Function question $f(x+1)$ and $f(x)$ 
Given that $f(x+1)-f(x)=4x+5$, $f(0)=6$. Find $f(x)$.

My attempt, 
$f(1)-6=5$, 
$f(1)=11$
How to proceed then? I've never solve this kind of question before.
 A: This type of question is called a functional equation. First, suppose $f(x)$ is in the form
$$f(x)=ax+b$$
Then you can use this assumption to solve for $a$ and $b$. So
$$a(x+1)+b-ax-b=4x+5$$
$$a=4x+5$$
Which cannot be, since $a$ is a constant. So $f(x)$ must not be of that form. So, instead consider the quadratic form
$$f(x)=ax^2+bx+c$$
Then we have
$$a(x+1)^2+b(x+1)+c-ax^2-bx-c=4x+5$$
$$a(x^2+2x+1)+b(x+1)-ax^2-bx=4x+5$$
$$ax^2+2ax+a+bx+b-ax^2-bx=4x+5$$
$$2ax+a+b=4x+5$$
So now we have a system that we can use to solve for the constants $a$ and $b$:
$$2a=4$$
$$a+b=5$$
Which gives us $a=2$, $b=3$. Now you need to solve for $c$ given that $f(0)=6$, giving us $c=6$, so
$$f(x)=2x^2+3x+6$$
If you have any questions, just ask!
A: Without further assumptions, there are infinite solutions. You may define $f(x)$ over the interval $(0,1)$ in any way you like, then set $f(0)=6$. The recurrence $f(x+1)=4x+5+f(x)$ allows to define $f$ on $[1,2)$, then on $[2,3)$ and so on. The same recurrence written as $f(x)=f(x+1)-(4x+5)$ allows to define $f$ on $[-1,0)$, then on $[-2,-1)$ and so on.

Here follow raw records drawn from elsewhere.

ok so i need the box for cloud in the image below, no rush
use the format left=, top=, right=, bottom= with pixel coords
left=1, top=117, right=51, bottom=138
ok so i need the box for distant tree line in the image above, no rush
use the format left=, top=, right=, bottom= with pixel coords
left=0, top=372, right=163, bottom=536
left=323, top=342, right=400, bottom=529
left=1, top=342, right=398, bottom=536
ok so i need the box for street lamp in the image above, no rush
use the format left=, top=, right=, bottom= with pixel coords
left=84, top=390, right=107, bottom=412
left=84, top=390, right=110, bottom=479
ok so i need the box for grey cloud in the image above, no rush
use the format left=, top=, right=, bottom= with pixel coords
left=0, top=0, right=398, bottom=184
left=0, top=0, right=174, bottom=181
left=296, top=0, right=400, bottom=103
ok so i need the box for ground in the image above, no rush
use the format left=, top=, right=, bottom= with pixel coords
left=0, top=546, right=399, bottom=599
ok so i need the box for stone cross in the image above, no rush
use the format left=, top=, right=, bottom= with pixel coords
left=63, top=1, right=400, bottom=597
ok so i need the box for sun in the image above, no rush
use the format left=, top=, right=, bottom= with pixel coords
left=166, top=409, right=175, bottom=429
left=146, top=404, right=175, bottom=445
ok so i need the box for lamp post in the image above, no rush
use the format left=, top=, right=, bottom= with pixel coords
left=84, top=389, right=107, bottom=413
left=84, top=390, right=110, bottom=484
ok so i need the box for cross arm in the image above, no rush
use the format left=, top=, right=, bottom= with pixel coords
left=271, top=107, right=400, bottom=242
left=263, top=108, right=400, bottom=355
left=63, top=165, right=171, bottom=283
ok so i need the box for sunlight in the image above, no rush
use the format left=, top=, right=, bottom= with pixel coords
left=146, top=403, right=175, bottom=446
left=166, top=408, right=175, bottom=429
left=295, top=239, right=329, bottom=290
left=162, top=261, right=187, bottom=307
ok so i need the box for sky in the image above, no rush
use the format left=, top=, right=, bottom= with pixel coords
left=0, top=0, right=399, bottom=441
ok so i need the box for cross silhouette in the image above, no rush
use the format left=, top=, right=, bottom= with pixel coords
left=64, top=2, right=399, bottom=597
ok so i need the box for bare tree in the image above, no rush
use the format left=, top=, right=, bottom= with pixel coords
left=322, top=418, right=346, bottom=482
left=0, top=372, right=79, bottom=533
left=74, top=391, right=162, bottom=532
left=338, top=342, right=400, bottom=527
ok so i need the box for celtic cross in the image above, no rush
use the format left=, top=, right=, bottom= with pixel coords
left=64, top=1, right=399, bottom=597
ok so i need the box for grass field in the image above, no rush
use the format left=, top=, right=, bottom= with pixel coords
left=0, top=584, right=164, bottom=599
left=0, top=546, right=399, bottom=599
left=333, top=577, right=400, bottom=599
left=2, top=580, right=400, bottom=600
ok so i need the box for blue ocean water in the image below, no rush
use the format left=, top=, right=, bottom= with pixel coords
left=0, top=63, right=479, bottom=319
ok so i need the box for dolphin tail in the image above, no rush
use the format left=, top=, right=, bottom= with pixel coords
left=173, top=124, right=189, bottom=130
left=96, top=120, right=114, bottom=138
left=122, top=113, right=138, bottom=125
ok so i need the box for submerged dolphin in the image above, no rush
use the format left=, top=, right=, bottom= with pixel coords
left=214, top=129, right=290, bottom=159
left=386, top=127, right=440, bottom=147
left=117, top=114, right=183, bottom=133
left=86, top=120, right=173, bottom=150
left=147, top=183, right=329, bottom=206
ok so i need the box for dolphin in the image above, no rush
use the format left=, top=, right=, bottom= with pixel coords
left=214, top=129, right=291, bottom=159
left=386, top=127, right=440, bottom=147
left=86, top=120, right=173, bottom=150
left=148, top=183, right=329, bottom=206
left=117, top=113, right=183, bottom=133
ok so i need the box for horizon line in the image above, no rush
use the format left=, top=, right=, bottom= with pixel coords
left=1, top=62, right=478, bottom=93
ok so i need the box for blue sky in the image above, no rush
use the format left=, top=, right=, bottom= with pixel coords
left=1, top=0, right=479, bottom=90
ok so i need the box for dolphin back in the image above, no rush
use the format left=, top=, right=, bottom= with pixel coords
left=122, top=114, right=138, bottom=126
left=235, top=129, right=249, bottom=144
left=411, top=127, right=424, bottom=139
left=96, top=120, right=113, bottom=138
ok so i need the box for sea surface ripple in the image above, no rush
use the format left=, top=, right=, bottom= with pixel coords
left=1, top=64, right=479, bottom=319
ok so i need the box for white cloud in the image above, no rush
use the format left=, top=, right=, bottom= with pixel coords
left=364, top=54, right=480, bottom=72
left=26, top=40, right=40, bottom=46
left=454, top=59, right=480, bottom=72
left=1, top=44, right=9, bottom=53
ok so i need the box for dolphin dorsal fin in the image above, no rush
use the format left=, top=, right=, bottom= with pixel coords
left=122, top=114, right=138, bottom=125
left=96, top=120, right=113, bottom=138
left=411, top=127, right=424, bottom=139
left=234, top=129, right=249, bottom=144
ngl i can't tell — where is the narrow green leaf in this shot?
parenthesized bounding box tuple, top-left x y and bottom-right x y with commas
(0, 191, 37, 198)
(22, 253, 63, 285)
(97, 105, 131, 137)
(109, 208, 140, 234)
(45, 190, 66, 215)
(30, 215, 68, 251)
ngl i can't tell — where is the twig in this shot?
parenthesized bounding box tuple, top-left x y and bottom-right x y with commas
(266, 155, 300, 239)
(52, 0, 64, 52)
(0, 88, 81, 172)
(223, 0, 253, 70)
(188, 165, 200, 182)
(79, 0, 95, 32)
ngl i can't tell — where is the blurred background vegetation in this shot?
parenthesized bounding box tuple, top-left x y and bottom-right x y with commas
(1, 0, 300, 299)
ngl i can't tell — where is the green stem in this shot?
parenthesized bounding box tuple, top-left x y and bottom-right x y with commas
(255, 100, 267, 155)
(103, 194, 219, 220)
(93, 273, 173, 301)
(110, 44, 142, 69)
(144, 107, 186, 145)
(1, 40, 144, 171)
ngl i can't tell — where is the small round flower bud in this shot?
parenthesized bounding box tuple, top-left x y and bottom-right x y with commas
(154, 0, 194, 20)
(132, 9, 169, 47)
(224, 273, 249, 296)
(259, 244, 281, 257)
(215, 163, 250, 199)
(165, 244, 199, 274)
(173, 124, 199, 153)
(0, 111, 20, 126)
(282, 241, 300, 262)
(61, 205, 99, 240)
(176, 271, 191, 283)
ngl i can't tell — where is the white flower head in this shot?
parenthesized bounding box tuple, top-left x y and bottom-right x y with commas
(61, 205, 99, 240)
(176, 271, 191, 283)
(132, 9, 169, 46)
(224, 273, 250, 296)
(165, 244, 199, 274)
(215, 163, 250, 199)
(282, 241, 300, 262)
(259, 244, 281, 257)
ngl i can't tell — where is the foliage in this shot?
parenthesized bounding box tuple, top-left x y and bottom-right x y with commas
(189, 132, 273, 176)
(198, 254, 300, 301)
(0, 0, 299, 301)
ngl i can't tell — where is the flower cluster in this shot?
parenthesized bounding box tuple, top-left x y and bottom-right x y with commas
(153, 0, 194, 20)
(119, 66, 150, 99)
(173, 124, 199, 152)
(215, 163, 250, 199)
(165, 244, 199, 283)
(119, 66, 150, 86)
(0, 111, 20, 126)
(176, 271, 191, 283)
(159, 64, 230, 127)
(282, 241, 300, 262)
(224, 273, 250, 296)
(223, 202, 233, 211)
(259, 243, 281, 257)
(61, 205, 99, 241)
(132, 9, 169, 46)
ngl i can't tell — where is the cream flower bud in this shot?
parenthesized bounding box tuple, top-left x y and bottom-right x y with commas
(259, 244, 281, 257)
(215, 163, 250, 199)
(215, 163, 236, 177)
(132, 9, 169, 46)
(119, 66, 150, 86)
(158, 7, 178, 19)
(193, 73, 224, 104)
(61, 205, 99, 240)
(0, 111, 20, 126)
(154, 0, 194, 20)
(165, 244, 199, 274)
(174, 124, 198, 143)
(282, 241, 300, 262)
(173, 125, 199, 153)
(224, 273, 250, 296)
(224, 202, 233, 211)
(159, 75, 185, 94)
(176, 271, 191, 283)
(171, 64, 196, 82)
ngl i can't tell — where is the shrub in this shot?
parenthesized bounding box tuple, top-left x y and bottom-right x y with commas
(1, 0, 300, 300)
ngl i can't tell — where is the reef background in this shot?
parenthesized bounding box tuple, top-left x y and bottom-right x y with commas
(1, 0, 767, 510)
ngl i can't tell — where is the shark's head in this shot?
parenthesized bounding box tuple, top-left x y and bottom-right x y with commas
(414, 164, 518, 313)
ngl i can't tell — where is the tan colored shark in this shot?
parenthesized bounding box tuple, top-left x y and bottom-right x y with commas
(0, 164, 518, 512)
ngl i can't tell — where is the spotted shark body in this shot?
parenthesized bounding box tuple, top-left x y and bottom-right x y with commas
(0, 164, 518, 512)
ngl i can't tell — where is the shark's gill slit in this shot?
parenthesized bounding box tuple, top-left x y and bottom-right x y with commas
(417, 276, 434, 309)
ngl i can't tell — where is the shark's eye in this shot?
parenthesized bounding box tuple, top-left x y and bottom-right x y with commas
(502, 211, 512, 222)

$$f(x) = 2x^2+3x+6+2017 \sin(2\pi x) $$
is an example of a continuous, non-polynomial solution and
$$ f(x) = 2x^2+4x+6-\left\lfloor x\right\rfloor $$
is an example of a discontinuous solution. It is true that
$$ \forall x\in\mathbb{Z},\qquad f(x)=2x^2+3x+6 $$
as shown in other answers, but that is not enough to fix the values of $f$ over $\mathbb{R}$. If $f(x)$ is a solution and $g(x)$ is a $1$-periodic function such that $g(0)=0$, $f(x)+g(x)$ is still a solution.
A: You can telescope it!
For $x=1$ you have $f(2)-f(1)=9$
For $x=2$ you have $f(3)-f(2)=13$
For $x=3$ you have $f(4)-f(3)=17$
For $x=4$ you have $f(5)-f(4)=21$
...
For $x=k$ you have $f(k+1)-f(k)=4k+5$
If you add all of this together, you get
$-f(1)+f(k+1)=9+13+17+21+\cdots+(4k+5)$
Or
$f(k+1)=f(1)+\sum_{i=1}^k (4i+5)$